I would have to agree with this statement. But that means nothing. It’s an irrelevant comparison.

I treat people with respect until they show they’re not deserving of it. Perfectly consistent with my younger self, who would also have told you to shove off, just more politely.

2015 called, it wants its “victimhood culture” talking point back…

It’s not at all superficial or reductive. We’re discussing degrees and how to calibrate an appropriate response, which depends on the offense. I wasn’t the one who used sexual assault for the purposes of comparison, but since someone did, I pointed out that the obvious, that it’s much easier to forgive a teenager who commits a slip of the tongue than one who commits rape. Introducing comparisons to rape reflects fuzzy thinking, and not on my part.

Repeated racist polemic is not “a slip of the tongue”

Denying someone a plum public job is nowhere near the degree of punishment that we hope for a rapist. That’s where your comparison failed. Yes, some consequences for the two might turn out to be similar, but that’s not where the comparison ends, and that’s not the important part of the comparison, and that’s where your statement was superficial and deceptive.

That’s certainly true.

Hopefully we’re not okay with that being a justification, in and of itself, for employment policies.

Point taken, but it’s not like we’re talking about a doxed Stormfront user, either.

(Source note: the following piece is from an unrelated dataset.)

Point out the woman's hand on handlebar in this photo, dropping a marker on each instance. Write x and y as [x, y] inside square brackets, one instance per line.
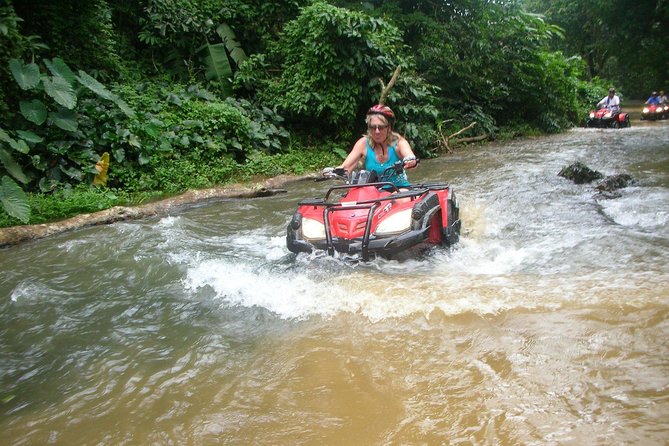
[410, 162]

I don’t really care about the Kavanaugh comparison, as it wasn’t my yardstick anyway.

I would probably be less inclined to defend McCammond in this instance if we were back in 2019 and this was the first time someone had confronted her. I’d still likely say that it was a long time ago and ask whether she’s made any close to those kinds of remarks in recent years, but I would at least get the argument that it’s the first time she’s being held accountable for her past remarks.

But having since owned up to past insensitivity, having taken down the offending messages, having apologized, having done really all anyone could reasonably ask her to do…and then to have to deal with this again makes McCammond the victim, not those who were ‘offended’ by what she wrote. And in a sane world, that shouldn’t be possible; it’s only possible when there’s a misapplication of ‘justice,’ which is what we have here.

Ahh, who else remembers 2019? Before the internet, before aeroplanes, back when the world ran on coal and whale oil…

2021-2019=2 . . . that’s a very narrow definition of “recent years” and “long time ago” you got there.